Following a unanimous creditors assembly vote last week, the two companies entered an exclusivity agreement allowing Siemens Gamesa Renewable Energy (SGRE) to pursue negotiations for a purchase of "selected services and onshore assets" from Senvion.
The manufacturer confirmed in August that it had received several advanced offers for various core parts of its business, but none for its entire turbine business unit.
SGRE has now emerged as the number one contender to pick the parts from the German manufacturer.
Philip Totaro, CEO of industry advisory company IntelStor, told Windpower Monthly the company being split up was inevitable given its dire financial straits.
Senvion is yet to publish its annual financial reports for 2018, and looks unlikely to do so.
It had made a €66.2 million loss from €2.2 billion revenue in 2016, followed by a €93.3 million loss from €1.86 billion revenue in 2017.
"I think the reason that somebody couldn’t look at the entirety of Senvion is because the entire package is not sustainable given the market," Totaro explained.
"It’s a money-losing business."
Totaro believes Senvion has three core assets that would interest SGRE: its service contracts for installed projects; its pipeline of approximately 3.1GW in international orders that have yet not started construction; and its patent portfolio.
Totaro speculated that Senvion’s patents are likely to be included along with other assets in any potential deal with Siemens Gamesa, however he remains unconvinced by its standalone value.

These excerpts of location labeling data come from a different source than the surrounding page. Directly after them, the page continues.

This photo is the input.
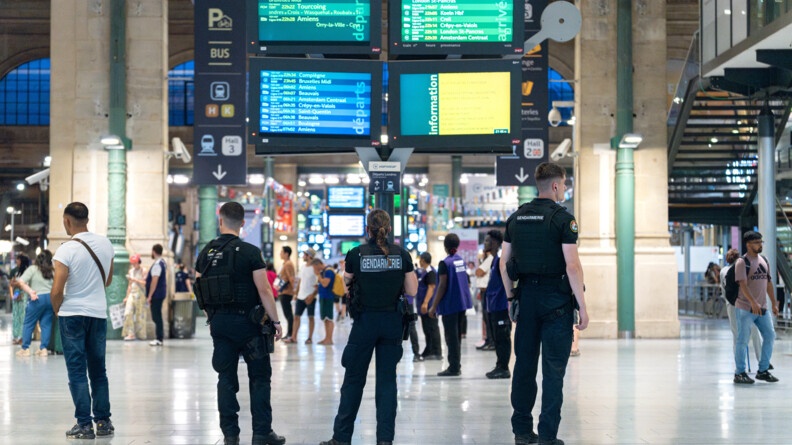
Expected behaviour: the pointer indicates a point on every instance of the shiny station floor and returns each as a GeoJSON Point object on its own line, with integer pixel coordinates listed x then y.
{"type": "Point", "coordinates": [676, 391]}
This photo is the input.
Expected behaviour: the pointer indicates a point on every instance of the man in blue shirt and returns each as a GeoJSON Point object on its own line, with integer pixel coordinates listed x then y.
{"type": "Point", "coordinates": [498, 308]}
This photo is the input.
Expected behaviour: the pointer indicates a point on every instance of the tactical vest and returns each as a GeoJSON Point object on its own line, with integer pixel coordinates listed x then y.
{"type": "Point", "coordinates": [381, 280]}
{"type": "Point", "coordinates": [220, 285]}
{"type": "Point", "coordinates": [536, 244]}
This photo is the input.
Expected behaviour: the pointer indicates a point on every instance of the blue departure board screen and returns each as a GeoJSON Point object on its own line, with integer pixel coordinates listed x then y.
{"type": "Point", "coordinates": [316, 102]}
{"type": "Point", "coordinates": [314, 26]}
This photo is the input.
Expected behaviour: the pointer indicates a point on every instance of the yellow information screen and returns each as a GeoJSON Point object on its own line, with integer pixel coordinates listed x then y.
{"type": "Point", "coordinates": [446, 104]}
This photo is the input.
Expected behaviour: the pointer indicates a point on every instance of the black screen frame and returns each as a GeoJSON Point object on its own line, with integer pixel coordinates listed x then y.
{"type": "Point", "coordinates": [286, 47]}
{"type": "Point", "coordinates": [345, 210]}
{"type": "Point", "coordinates": [358, 215]}
{"type": "Point", "coordinates": [473, 143]}
{"type": "Point", "coordinates": [396, 46]}
{"type": "Point", "coordinates": [278, 143]}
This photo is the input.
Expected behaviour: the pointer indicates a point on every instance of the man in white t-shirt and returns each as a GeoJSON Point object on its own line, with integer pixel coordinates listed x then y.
{"type": "Point", "coordinates": [83, 268]}
{"type": "Point", "coordinates": [306, 296]}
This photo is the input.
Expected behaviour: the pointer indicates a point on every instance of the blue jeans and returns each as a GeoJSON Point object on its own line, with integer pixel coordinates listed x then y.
{"type": "Point", "coordinates": [380, 331]}
{"type": "Point", "coordinates": [39, 310]}
{"type": "Point", "coordinates": [765, 325]}
{"type": "Point", "coordinates": [84, 341]}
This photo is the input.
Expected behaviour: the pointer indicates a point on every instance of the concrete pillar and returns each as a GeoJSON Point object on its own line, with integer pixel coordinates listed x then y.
{"type": "Point", "coordinates": [79, 108]}
{"type": "Point", "coordinates": [655, 265]}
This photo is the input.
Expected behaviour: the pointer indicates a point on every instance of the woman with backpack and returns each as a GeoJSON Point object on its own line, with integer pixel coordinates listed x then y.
{"type": "Point", "coordinates": [37, 283]}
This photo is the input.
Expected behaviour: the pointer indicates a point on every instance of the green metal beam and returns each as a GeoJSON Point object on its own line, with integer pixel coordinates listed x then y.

"If companies thought that it was incredibly valuable, then there would be more companies bidding, but there doesn’t appear to be," he explained.

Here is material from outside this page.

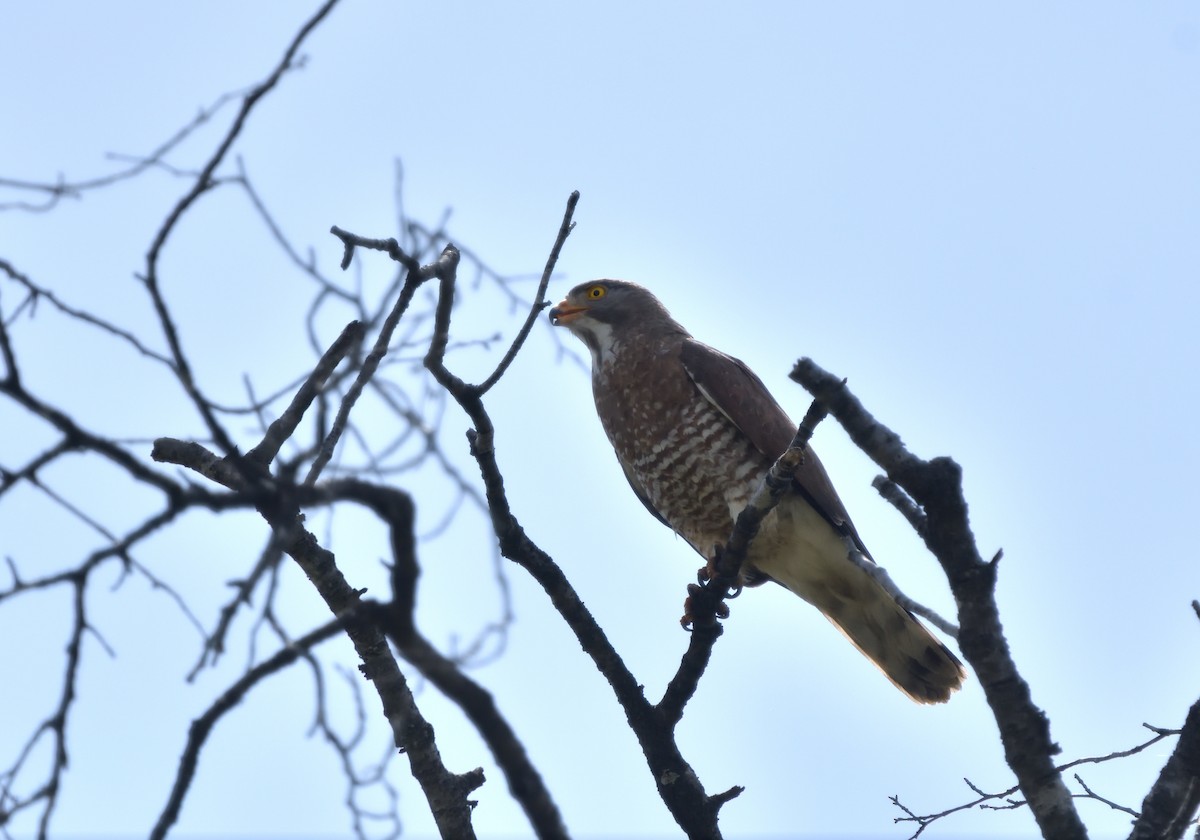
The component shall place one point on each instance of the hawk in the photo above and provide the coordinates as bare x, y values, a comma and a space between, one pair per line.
695, 431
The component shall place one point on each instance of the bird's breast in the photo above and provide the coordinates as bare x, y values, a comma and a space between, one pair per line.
694, 466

Similarly, Senvion’s turbine portfolio — made up of doubly-fed induction generator, three-speed geared turbines — is "well established at this point". Rival manufacturers have their own technology.
However, the manufacturer’s O&M contracts for wind farms, and the opportunity that it offers to SGRE to run its data analytics tools over a rival’s turbines is especially promising.

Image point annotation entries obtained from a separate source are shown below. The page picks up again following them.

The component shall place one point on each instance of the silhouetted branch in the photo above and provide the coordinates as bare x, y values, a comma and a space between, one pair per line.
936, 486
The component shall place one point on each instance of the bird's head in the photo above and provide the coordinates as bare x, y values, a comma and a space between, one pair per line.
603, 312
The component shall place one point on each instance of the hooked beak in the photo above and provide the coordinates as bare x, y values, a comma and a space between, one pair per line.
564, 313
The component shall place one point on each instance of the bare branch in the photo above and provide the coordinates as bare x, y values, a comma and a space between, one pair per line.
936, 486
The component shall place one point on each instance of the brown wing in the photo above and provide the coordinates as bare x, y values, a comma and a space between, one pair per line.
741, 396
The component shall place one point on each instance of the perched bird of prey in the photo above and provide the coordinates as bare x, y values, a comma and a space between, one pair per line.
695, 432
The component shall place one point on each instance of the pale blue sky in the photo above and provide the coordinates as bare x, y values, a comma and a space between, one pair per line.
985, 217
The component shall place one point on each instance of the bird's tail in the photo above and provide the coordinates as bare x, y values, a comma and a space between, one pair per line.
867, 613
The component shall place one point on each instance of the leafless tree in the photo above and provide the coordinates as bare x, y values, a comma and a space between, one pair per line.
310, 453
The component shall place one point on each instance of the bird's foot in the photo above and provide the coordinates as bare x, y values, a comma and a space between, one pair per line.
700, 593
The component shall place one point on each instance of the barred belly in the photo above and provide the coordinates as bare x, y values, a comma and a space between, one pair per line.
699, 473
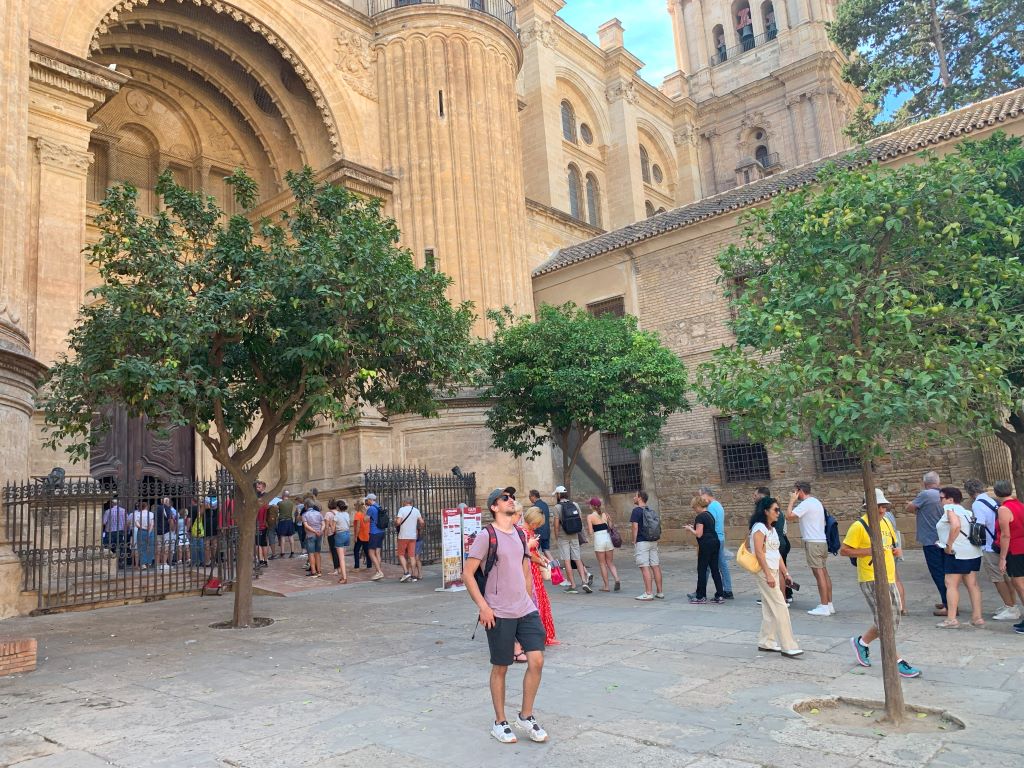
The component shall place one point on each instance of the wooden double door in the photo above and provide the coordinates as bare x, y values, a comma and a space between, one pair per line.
131, 453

"I certainly wouldn’t see them analysing the Senvion fleet and coming up with a whole raft of product improvements — like they would do from analysing their own turbines," Totaro explained.
"However, I would expect them to identify the underperforming Senvion assets and make a case for early repowering, and then repower them with their own turbines."
"SGRE is not just buying scale, they are also buying relationships with that developer.
"If it leads to a repowering, they have secured that by doing this transaction," he added.
Offshore and abroad
SGRE and Senvion’s negotiations focus on onshore assets, and so exclude Senvion’s installed base offshore — about 1.2GW, according to Windpower Intelligence, the research and data division of Windpower Monthly.
Totaro suggested that some project owners could take control of Senvion services personnel and technology for specific wind farms, as was the case with Bard Engineering.
Offshore Wind Solutions took over Bard’s premises and ships, around 300 employees and other resources when the engineering company went out of business in 2014.
Negotiations are also focussed on "selected" Senvion assets in Europe, and so exclude about 3.1GW of unfulfilled international orders in other markets, Totaro added.
He expects for almost all projects for which components have not yet been shipped, developers will replace the German manufacturer as turbine supplier.
This offers rivals opportunities for supply contracts in markets such as Argentina, Peru and Chile.
Senvion has already untethered its Indian business, allowing it to operate as a standalone unit.
However, the manufacturer's other non-European assets are also likely to be abandoned and factories sold off after the company is carved up, however, Totaro said.
"Sales offices are essentially redundant if they’re not selling Senvion turbines any more," he added.